I’ve been rereading She Who Must Be Obeyed by H. Rider Haggard and the sequel Ayesha a.k.a. Return of She Who Must Be Obeyed. I keep thinking I will get some blog entries out of them, but it’s so difficult to summarize them. Hell, it’s difficult to even read them. His characters start declaiming in King James English and it’s hard to stop them.

The action scenes make up for this because they’re really brilliant, but they’re few and far between.

The last time I dropped to a four, it was Caulaincourt and the French retreat from Moscow. I got a few blog entries, but mostly I was just engrossed. Now it’s Horace Holly and his adopted son Leo Vincey as they traipse around the world in fulfillment of some nutty dream.

Don’t get me wrong, I endorse both books as great reads. But now I’m reading them again, and on second reading, I look at how a book is put together, how an author designs his plots and builds his characters. Since She was originally written in installments, naturally there are some inconsistencies, but you really don’t notice them on first reading. The whole thing is too well done.

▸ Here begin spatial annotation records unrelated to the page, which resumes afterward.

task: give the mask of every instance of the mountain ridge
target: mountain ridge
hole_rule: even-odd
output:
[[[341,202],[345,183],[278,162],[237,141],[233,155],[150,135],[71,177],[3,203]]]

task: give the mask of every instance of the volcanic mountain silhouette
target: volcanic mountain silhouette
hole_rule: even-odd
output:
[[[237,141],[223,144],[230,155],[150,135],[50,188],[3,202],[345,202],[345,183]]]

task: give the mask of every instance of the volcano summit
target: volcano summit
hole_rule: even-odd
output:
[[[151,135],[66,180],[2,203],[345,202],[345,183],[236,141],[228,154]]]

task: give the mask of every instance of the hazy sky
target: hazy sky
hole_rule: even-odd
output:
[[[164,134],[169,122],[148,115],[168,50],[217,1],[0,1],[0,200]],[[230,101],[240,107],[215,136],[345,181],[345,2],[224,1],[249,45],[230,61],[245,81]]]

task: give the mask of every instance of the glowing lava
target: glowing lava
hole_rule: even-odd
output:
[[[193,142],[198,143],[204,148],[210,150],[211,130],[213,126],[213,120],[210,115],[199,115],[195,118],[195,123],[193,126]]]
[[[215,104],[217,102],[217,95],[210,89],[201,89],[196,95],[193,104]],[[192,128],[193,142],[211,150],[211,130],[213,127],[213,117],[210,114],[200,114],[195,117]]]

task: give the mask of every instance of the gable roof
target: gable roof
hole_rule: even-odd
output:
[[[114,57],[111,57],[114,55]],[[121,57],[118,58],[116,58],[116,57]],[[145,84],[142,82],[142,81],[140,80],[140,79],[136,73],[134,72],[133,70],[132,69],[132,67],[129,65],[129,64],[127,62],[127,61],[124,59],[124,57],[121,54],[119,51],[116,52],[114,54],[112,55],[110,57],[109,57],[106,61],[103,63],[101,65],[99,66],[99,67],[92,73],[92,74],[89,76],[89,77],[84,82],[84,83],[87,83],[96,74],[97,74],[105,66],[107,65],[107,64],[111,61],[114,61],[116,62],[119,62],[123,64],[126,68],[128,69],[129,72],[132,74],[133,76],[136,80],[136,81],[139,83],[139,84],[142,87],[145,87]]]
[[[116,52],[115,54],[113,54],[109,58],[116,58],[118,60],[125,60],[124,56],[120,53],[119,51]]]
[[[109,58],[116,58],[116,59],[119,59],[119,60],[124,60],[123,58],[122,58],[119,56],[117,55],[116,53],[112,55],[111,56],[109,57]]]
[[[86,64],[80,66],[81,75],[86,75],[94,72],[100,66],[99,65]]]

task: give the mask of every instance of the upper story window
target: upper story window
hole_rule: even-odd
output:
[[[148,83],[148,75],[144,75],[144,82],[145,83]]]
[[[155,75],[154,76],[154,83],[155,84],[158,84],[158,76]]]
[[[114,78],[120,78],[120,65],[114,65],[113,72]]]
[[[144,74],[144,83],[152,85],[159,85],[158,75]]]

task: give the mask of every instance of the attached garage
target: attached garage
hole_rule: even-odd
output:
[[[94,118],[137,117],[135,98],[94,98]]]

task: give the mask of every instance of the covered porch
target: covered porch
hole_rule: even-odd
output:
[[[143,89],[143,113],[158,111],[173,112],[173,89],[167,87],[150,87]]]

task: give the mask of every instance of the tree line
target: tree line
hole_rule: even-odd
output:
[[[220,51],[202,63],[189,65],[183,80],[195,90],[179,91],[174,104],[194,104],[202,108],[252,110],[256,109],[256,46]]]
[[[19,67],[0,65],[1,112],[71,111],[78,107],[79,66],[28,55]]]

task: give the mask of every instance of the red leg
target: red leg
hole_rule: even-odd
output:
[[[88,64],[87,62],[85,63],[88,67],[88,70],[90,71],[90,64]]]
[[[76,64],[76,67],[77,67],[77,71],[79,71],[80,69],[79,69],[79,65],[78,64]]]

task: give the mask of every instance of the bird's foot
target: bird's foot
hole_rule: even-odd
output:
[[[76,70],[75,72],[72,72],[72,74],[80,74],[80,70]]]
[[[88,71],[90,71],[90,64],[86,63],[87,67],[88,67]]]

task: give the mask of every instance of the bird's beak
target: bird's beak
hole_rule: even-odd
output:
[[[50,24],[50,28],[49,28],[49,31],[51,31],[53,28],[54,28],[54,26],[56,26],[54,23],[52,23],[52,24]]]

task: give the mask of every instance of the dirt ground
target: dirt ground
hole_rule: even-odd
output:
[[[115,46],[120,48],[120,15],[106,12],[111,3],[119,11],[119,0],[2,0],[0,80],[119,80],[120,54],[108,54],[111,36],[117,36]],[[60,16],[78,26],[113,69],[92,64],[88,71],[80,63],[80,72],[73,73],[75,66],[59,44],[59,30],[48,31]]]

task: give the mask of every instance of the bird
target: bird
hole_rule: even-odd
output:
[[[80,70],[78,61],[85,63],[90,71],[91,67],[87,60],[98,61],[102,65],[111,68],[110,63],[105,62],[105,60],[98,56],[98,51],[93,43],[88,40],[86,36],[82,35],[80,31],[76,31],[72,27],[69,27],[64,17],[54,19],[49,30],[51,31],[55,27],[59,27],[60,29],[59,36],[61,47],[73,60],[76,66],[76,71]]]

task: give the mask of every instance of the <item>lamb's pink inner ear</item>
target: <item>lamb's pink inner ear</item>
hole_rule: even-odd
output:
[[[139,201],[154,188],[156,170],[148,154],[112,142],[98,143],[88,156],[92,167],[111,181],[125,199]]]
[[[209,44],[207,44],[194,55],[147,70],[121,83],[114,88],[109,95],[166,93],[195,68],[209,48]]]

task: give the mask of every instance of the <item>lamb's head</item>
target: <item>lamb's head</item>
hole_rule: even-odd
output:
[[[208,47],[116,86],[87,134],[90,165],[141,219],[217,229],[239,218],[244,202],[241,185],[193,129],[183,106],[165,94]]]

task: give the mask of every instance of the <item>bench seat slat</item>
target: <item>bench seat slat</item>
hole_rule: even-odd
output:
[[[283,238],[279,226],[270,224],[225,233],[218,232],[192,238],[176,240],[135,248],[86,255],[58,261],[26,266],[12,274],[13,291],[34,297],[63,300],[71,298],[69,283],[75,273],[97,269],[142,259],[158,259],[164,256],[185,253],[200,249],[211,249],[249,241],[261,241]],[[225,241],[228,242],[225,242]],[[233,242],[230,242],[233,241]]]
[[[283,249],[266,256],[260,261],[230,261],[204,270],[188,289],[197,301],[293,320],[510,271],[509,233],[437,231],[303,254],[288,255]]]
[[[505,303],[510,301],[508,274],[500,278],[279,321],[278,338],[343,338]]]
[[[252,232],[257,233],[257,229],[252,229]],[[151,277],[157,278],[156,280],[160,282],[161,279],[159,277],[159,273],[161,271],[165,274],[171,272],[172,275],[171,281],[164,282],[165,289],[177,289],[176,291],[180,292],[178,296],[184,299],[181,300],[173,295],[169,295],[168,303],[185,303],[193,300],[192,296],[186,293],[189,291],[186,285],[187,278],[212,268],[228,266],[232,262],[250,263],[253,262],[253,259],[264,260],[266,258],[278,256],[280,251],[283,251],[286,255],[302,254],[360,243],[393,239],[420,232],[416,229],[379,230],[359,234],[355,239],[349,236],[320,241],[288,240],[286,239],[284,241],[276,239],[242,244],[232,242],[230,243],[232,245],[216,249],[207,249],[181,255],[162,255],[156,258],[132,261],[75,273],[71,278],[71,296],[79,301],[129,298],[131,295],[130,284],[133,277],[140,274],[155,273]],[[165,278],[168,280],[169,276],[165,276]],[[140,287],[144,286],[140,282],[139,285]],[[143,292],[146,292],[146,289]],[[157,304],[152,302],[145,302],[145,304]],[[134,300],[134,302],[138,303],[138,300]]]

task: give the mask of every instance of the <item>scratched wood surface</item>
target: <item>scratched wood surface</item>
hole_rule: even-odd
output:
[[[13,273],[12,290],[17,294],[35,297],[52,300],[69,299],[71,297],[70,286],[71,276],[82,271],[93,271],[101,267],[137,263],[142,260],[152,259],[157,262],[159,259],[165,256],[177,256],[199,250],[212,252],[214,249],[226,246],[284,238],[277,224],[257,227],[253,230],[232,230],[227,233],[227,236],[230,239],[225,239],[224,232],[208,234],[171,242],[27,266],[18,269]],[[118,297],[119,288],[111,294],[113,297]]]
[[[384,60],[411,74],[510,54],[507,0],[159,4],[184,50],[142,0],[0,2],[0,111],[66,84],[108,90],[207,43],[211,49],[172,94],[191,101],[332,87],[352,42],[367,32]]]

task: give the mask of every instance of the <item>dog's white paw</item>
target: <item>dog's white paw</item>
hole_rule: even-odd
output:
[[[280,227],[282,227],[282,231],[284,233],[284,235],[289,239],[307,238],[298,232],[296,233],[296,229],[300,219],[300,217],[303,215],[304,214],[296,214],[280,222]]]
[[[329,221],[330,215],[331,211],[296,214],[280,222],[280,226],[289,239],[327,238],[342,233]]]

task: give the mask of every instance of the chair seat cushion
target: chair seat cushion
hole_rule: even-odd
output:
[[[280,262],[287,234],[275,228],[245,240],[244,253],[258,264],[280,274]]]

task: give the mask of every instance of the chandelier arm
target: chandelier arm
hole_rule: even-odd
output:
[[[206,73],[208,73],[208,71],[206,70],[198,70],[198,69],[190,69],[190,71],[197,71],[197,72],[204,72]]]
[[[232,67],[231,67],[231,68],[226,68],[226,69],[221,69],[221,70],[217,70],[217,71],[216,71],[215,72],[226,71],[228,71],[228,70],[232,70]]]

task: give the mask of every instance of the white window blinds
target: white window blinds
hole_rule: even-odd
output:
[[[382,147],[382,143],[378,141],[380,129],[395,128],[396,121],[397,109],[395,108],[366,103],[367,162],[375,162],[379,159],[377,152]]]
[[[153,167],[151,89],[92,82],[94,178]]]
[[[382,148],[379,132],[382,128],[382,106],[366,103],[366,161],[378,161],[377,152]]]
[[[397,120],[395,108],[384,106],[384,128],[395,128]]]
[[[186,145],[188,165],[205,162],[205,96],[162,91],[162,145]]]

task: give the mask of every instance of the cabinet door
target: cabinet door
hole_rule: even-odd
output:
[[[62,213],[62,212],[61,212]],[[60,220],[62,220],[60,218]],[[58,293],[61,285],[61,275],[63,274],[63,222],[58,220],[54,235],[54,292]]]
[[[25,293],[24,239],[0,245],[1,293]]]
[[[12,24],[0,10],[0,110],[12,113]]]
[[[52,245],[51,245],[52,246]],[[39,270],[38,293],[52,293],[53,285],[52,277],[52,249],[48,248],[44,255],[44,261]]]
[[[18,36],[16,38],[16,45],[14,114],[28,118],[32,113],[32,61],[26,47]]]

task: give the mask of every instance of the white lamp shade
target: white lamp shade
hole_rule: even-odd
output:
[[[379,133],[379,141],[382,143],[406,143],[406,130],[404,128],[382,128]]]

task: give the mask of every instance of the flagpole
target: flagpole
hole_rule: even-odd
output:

In the first book I went with Horace and Leo, guided only by some writing on an ancient potsherd, to East Africa and the ruins of the ancient civilization of Kôr, where Ayesha, now 2,000 years old and still beautiful and cruel, ruled over the savage Armahagger who almost et our heroes.

Holly and Leo were saved from the pot and met up with her there, but she danced into the great fiery pillar of life one too many times and shrivelled up and died, or… changed.

They knew she would come back somewhere in the second book, because the first one was such a big seller, and she did, in this place in central Asia that it took them 16 years to find, guided only by a vision in a dream — and even then she was still this shrivelled up little mummy kind of being until Leo kissed her and she resumed her supernatural beauty. No kidding. Just like the princess and the frog.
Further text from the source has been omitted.